One of the biggest issues I tend to see these days when dealing with incident response cases for clients isn’t so much the breach itself, but the deployment of incident response tools to aid an investigation. Not necessarily the deployment itself, but agents deployed to a host clashing with other tools/agents.
We tend to utilize one cloud IR toolkit for the most part but have had the same issues with multiple different toolsets historically.
There is only one thing which will make a client more upset during an IR investigation than the breach itself, and that is to have critical assets spin up to 100% utilization and as a result grind to a halt! This is still a rare occurrence (but it does happen) as any deployment involves a set of test devices/systems to ensure that there won’t be an impact.
In the past the sole agent that could be found on most assets would be the anti-virus, but these days there are multiple agents running on any organization’s production system (AV, EDR, encryption, vulnerability scanners, etc.). Unfortunately, the more components we add into a system, the more likely it is that the system will fail – not intentionally, but because there are so many ways for these systems to fail than of working together in an orderly fashion.
Just in the last week our team saw a rare condition identified due to two tools having a known issue (which had not as yet been resolved). Another cause of issues is our requirement for these tools to operate at the kernel level (thus thwarting the attackers from doing code injection etc. to bypass the tools). The last time I checked the kernel is a pretty important part of a system! Should there be an issue with the agent there is much more chance of a fatal error on the system.
It is pretty obvious that the more technology we add to an endpoint, the more complex the machine becomes. The more complex the machine becomes, the greater the likelihood of failure and to an increase in the vulnerabilities created on a system.
These applications and agents ALL utilize system processing power (no matter how frugal they are) and when an IR investigation is ongoing there is a requirement to search for IOC’s and other indicators/tools/malware.
Conducting these searches in a cautious manner is essential. A “Hail Mary” approach of launching a scan/sweep across EVERY system in an organization is going to hurt.
Recently my team started an investigation to find that the client had gone with the Hail Mary approach to search for a specific ‘Hash Value’ the day before we started. Every single one of their production VM Servers spun up to 100% for over a day whilst the scan was in progress and as a result, was unusable to the organization (without rebooting all of the production servers!).
I believe there is a shift in the marketplace taking place at the moment as more and more larger venders acquire start-ups (over 1,500 vendors were seen at the 2019 RSA Conference) and consolidating into a suite of tools thus providing a harmonious technical environment which has been tested.

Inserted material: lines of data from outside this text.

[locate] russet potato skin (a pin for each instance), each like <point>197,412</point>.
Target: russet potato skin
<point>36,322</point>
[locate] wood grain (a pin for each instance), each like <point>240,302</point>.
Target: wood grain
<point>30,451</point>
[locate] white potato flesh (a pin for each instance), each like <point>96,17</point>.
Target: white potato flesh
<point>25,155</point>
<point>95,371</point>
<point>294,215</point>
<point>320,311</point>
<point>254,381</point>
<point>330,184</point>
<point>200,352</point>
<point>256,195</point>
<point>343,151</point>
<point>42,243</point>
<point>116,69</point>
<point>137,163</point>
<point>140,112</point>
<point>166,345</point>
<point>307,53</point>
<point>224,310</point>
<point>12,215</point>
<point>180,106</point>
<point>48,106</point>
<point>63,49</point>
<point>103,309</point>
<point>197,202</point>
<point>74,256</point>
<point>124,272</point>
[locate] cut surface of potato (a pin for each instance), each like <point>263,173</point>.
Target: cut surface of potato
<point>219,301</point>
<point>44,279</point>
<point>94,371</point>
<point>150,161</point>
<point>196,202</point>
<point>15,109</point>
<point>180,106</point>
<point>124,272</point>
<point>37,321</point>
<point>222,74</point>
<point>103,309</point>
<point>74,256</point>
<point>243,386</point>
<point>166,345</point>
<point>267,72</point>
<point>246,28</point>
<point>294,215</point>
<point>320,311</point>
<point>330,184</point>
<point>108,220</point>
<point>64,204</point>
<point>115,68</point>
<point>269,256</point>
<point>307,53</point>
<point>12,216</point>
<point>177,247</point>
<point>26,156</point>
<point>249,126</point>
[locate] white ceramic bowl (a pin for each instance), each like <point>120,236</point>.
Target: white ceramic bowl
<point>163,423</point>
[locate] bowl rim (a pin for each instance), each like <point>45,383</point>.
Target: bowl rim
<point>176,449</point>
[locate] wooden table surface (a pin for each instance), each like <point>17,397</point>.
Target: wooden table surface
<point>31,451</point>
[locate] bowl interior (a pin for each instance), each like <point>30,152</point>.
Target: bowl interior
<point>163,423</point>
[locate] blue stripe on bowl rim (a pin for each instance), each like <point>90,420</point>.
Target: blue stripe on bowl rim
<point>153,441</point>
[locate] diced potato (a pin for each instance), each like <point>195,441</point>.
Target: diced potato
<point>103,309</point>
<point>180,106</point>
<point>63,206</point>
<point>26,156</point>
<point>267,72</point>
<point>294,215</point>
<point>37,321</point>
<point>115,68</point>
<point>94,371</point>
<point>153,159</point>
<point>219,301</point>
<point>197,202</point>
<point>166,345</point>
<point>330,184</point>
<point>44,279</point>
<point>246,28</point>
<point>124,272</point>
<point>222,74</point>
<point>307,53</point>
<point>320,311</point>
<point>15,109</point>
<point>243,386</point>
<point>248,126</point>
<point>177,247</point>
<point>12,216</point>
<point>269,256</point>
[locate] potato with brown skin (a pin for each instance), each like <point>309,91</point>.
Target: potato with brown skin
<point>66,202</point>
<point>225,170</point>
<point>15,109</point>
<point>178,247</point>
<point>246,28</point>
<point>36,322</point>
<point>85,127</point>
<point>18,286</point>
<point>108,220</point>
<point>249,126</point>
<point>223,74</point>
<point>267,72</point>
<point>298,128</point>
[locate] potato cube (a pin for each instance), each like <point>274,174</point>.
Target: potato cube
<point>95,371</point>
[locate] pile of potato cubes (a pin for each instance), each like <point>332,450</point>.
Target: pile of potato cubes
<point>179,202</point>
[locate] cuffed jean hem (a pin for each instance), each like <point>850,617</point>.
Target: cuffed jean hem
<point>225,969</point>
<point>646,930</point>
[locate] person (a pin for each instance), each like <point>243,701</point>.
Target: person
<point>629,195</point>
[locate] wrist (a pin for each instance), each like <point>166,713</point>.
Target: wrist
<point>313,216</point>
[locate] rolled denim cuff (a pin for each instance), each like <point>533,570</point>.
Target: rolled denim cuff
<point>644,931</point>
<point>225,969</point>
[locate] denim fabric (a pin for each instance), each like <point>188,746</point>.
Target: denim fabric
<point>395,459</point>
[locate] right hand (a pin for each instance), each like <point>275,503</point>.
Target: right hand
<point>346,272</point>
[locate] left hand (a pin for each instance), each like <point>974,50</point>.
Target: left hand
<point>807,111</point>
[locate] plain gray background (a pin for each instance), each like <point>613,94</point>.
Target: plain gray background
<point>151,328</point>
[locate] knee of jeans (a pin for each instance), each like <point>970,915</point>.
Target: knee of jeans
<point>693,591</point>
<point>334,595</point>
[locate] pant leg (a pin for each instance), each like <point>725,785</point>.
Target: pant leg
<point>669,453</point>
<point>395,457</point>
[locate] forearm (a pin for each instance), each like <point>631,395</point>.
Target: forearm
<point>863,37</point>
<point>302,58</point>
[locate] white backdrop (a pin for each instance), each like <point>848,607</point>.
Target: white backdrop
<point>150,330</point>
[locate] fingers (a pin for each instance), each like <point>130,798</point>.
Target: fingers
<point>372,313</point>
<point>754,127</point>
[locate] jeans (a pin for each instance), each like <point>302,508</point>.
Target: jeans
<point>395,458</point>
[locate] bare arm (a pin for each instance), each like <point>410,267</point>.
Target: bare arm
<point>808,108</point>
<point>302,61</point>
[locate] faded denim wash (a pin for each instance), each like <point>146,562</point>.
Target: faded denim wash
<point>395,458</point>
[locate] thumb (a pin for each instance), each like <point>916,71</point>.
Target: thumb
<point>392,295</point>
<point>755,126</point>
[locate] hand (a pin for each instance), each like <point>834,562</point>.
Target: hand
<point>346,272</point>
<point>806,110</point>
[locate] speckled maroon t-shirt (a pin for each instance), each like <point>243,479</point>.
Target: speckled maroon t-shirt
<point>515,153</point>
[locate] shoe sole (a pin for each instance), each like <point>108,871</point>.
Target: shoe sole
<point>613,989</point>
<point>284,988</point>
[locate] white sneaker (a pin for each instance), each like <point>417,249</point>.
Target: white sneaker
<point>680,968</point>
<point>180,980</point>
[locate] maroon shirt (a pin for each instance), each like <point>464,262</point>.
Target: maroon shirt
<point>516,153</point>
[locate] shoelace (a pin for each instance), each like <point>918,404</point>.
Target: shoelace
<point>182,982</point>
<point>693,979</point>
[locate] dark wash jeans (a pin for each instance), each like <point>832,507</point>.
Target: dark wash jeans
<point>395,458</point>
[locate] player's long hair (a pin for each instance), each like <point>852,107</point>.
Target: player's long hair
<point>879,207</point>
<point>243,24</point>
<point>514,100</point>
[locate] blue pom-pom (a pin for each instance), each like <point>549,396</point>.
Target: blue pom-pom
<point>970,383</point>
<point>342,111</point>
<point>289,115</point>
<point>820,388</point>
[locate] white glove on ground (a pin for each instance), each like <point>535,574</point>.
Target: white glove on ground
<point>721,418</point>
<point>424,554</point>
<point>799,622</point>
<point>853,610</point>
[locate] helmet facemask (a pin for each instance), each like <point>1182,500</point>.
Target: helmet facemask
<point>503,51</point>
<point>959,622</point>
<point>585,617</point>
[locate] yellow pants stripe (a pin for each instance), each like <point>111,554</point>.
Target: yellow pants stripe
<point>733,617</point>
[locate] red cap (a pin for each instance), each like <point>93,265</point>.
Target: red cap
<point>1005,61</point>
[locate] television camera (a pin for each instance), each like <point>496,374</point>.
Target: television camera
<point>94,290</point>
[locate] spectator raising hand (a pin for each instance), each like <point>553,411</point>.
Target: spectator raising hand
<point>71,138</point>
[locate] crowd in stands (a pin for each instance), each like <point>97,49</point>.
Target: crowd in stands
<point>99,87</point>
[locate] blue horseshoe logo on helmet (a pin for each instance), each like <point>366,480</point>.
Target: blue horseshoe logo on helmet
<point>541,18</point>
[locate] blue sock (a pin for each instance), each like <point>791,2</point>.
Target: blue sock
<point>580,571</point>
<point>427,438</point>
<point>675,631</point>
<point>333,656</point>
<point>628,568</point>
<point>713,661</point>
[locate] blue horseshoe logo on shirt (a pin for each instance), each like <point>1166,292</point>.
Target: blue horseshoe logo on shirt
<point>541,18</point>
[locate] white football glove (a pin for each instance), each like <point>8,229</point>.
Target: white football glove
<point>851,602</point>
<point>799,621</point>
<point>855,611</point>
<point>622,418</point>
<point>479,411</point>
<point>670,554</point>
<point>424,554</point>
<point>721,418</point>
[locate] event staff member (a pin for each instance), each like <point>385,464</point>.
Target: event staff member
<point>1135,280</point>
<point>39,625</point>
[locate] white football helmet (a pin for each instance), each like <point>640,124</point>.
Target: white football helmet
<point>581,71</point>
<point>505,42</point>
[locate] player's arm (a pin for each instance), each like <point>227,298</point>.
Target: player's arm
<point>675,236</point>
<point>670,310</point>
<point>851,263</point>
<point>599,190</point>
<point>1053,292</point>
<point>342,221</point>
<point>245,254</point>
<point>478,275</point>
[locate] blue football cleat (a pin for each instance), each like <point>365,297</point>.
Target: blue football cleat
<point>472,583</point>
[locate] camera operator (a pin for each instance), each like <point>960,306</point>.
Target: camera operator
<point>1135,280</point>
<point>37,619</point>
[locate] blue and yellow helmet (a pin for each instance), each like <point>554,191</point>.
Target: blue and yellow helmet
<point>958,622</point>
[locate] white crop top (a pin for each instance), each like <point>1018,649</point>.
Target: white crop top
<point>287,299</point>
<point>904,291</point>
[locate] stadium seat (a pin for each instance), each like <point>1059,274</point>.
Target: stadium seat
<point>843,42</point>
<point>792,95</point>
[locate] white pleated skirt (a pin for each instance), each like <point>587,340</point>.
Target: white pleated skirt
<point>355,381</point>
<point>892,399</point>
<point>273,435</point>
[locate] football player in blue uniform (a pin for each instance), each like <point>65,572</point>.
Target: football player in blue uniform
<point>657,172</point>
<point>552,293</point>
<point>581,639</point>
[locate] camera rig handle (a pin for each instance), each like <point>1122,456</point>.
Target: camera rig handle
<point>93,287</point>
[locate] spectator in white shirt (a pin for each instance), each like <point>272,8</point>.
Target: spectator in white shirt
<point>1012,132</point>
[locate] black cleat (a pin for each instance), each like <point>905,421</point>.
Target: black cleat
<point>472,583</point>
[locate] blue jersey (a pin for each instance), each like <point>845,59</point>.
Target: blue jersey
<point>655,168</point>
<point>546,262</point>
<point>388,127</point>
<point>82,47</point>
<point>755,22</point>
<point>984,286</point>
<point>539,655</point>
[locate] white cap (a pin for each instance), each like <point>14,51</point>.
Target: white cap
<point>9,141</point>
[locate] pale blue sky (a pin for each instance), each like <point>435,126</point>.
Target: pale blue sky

The other option is to enable API integration so that these tools can talk together and provide more effective as a whole than as a sum of their parts. This is a particular model which is growing in popularity amongst the EDR tool vendors; open “marketplaces” allow more functionality with less risk to organization.
As security teams and managers it is our job not only to ensure the security of organizations but to ensure that we conduct due diligence when looking to implement new technologies into our production networks.
Therefore, a phased approach with vendor proof of concepts in a development lab with all of your other security tools/agents is definitely the right approach to reduce the risk to our production networks.